A number sign (#) is used with this entry because of evidence that autosomal recessive spastic ataxia-8 with hypomyelinating leukodystrophy (SPAX8) is caused by homozygous or compound heterozygous mutation in the NKX6-2 gene (605955) on chromosome 8q21.

Spastic ataxia-8 with hypomyelinating leukodystrophy (SPAX8) is an autosomal recessive progressive neurodegenerative disorder characterized by onset of primarily motor dysfunction within the first year of life. Affected individuals initially have hypotonia and later develop ataxia, spasticity, and a pyramidal syndrome with weakness and loss of ambulation. Other features may include dystonia, dysarthria, and abnormal eye movements. Brain imaging shows cerebellar atrophy and hypomyelinating leukodystrophy. One family with cognitive impairment has also been reported (summary by Chelban et al., 2017).
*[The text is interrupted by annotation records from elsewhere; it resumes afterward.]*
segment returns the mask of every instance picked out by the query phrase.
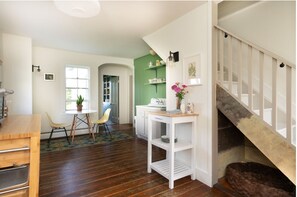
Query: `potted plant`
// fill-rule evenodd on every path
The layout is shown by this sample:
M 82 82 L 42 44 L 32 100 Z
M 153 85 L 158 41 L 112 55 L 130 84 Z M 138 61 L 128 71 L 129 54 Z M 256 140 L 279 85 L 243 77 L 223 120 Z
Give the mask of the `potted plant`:
M 84 102 L 84 97 L 82 97 L 81 95 L 77 96 L 76 99 L 76 107 L 77 107 L 77 111 L 82 111 L 82 103 Z

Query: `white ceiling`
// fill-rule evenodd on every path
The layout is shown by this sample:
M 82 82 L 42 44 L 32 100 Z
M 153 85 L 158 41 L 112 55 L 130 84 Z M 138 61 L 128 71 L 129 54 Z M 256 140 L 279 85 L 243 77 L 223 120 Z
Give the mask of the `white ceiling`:
M 60 12 L 52 0 L 0 1 L 0 31 L 31 37 L 33 46 L 125 58 L 148 54 L 142 37 L 202 1 L 100 1 L 92 18 Z

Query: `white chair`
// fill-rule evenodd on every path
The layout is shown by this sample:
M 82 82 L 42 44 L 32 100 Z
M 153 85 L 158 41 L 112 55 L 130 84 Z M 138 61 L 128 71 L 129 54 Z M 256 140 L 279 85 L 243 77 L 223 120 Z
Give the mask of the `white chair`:
M 67 135 L 67 132 L 66 132 L 66 128 L 67 126 L 69 126 L 70 124 L 67 124 L 67 123 L 55 123 L 52 121 L 52 118 L 50 117 L 50 115 L 46 112 L 46 116 L 48 118 L 48 122 L 49 122 L 49 125 L 51 126 L 52 128 L 52 131 L 51 131 L 51 134 L 50 134 L 50 137 L 48 138 L 48 147 L 50 147 L 50 143 L 51 143 L 51 139 L 52 139 L 52 136 L 53 136 L 53 133 L 54 132 L 65 132 L 65 135 L 66 135 L 66 139 L 68 141 L 68 144 L 70 144 L 70 141 L 68 139 L 68 135 Z
M 109 133 L 109 135 L 111 137 L 111 133 L 110 133 L 110 131 L 108 129 L 108 125 L 107 125 L 107 122 L 109 120 L 110 111 L 111 111 L 111 109 L 108 108 L 107 110 L 105 110 L 103 116 L 99 120 L 96 120 L 96 121 L 92 122 L 92 124 L 93 124 L 93 129 L 92 130 L 93 131 L 94 131 L 95 126 L 96 126 L 96 132 L 99 131 L 100 126 L 103 126 L 103 128 L 105 130 L 105 133 L 106 133 L 106 131 L 108 131 L 108 133 Z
For a discussion of genetic heterogeneity of spastic ataxia, see SPAX1 (108600).

Chelban et al. (2017) reported 7 patients from 3 unrelated consanguineous families with SPAX8. The patients presented within the first year of life with a progressive neurodegenerative disorder with primarily motor features, including spasticity, ataxia, and abnormal eye movements such as nystagmus, hypometric saccades, and impaired up-gaze. Initial features included hypotonia, which developed into a pyramidal syndrome with weakness and hyperreflexia mainly involving the lower limbs, as well as truncal and limb ataxia, dysarthria, and head titubation. Several patients had cervical and/or limb dystonia. Four patients in the first 2 families were adults ranging in age from 23 to 44 years. One never achieved walking and was wheelchair-bound early in life, and another became wheelchair-bound later in life. Another member of the first family was wheelchair-bound at age 8. Five patients from the first 2 families had normal cognitive development and function, whereas 2 sibs in a consanguineous Saudi Arabian family also had severe global psychomotor delay with cognitive impairment. Brain imaging showed cerebellar atrophy and hypomyelinating leukodystrophy in all patients tested. None had sensory deficits, and nerve conduction velocities performed in 1 family were normal.

Dorboz et al. (2017) reported 5 patients, including 2 sib pairs, from 3 unrelated families with SPAX8. Four patients were alive at ages 2 to 8 years; the fifth patient died at age 16.5 months due to respiratory failure. Four of the patients presented with nystagmus between 1 and 3 months of age, and 1 patient presented with gross motor delay at 6 months of age. Development was normal in the newborn period in 2 patients, until 3 months of age in 2 patients, and until 6 months of age in 1 patient. All of the patients developed spasticity between 6 and 9 months of age, 4 developed hypotonia between 3 and 6 months of age, and 3 developed severe dystonia between 8 and 12 months of age. Four patients had optic nerve pallor, and 3 patients required a gastrostomy for poor feeding. At last examination, the 4 living patients had severely impaired motor and cognitive development. Only 1 patient acquired speech and could say single words. Brain MRIs demonstrated structurally normal, hypomyelinated brains in all of the patients. Brain MRIs showed abnormal signal in the thalamus in 4 patients, atrophy of the cerebellar vermis in 2 patients, and diffuse atrophy of the cerebellum in 1 patient.

The transmission pattern of SPAX8 in the families reported by Chelban et al. (2017) was consistent with autosomal recessive inheritance.

In 7 patients from 3 unrelated families with SPAX8, Chelban et al. (2017) identified homozygous mutations in the NKX6-2 gene (K41X, 605955.0001 and L163V, 605955.0002). The mutations, which were found by exome sequencing, segregated with the disorder in the families. Cells from a patient with the nonsense mutation showed absence of the truncated protein, consistent with a complete loss of function; functional studies and studies of patient cells with the missense mutation were not performed. Using in silico analysis, gene-regulatory networks, and coexpression data in humans, Chelban et al. (2017) concluded that NKX6-2 is involved in the genesis and development of oligodendrocytes.

Dorboz et al. (2017) identified biallelic mutations in the NKX6-2 gene in 5 patients, including 2 sib pairs, from 3 unrelated families with SPAX8. The patients from families 1 and 2 had homozygous mutations (605955.0003 and 605955.0004) and the sibs from family 3 had compound heterozygous mutations (605955.0005 and 605955.0006). The mutations were identified by whole-exome sequencing. Functional studies in patient cells were not performed.

Southwood et al. (2004) found that Nkx6-2-null mice had deficits in motor coordination and nerve conduction in the central nervous system. These abnormalities were associated with myelination defects at paranodal junctions, particularly in the optic nerve, and aberrant expression of downstream genes involved in cytoskeletal and cell adhesion functions. The findings suggested a role for Nkx6-2 in the regulation of axon-glial interactions at myelin paranodes.